Fertility researchers have used DNA fingerprinting for the first time to identify which embryos have implanted after in vitro fertilisation (IVF) and developed successfully to result in the births of healthy babies.
The technique, combined with sampling cells from blastocysts (the very early embryo) before implantation in the womb, opens the way to pin-pointing a handful of genes that could be used to identify those blastocysts most likely to result in a successful pregnancy.
The research is published online in Europe’s leading reproductive medicine journal, Human Reproduction.
When couples attend fertility clinics for IVF, eggs from the woman are fertilised with sperm from the man and then the fertilised eggs are allowed to develop in the laboratory until they reach the blastocyst stage after about five days . Before the blastocysts are implanted into the woman’s womb, a decision has to be made about how many should be implanted and which ones look most likely to develop successfully.
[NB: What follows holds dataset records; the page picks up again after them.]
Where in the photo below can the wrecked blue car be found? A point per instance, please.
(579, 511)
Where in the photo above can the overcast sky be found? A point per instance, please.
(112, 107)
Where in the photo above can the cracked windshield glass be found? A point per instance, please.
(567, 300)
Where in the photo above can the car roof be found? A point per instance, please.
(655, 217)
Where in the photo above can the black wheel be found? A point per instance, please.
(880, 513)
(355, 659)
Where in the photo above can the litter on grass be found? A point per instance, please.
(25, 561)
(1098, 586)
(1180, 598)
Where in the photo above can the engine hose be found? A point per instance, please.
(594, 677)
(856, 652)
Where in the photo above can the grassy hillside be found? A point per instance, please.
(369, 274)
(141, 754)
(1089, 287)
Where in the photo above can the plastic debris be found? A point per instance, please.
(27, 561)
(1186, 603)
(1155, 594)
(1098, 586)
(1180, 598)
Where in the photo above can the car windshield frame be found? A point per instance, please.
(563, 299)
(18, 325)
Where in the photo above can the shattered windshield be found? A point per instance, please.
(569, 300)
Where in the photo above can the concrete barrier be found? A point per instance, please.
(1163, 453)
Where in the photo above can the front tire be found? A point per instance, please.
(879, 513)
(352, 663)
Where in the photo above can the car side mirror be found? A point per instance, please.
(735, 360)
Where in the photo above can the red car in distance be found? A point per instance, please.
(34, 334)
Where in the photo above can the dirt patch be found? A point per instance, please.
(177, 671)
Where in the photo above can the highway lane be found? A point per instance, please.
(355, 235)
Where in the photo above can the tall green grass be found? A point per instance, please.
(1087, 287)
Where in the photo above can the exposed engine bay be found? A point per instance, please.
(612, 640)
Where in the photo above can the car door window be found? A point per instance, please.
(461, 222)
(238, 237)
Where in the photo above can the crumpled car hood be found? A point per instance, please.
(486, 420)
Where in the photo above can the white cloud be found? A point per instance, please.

Currently there is no reliable way of differentiating between viable and non-viable blastocysts, and clinic staff tend to decide on the basis of some fairly crude tests, which include looking at the form (morphology) of the blastocyst. The result is that couples often opt to have more than one blastocyst implanted in order to increase their chances of a successful pregnancy; but this runs the risk of multiple pregnancies with all the associated dangers to both the mothers and babies.
When multiple embryos are transferred, it then becomes impossible to work out which are the ones that developed into a successful pregnancy, making it difficult to develop criteria for identifying viable blastocysts.
Researchers believe that their findings will revolutionise IVF by improving pregnancy rates and eliminating multiple pregnancies.
Novel strategy with potential to identify developmentally competent IVF blastocysts. Human Reproduction. Published online under advance access. doi:10.1093/humrep/den123.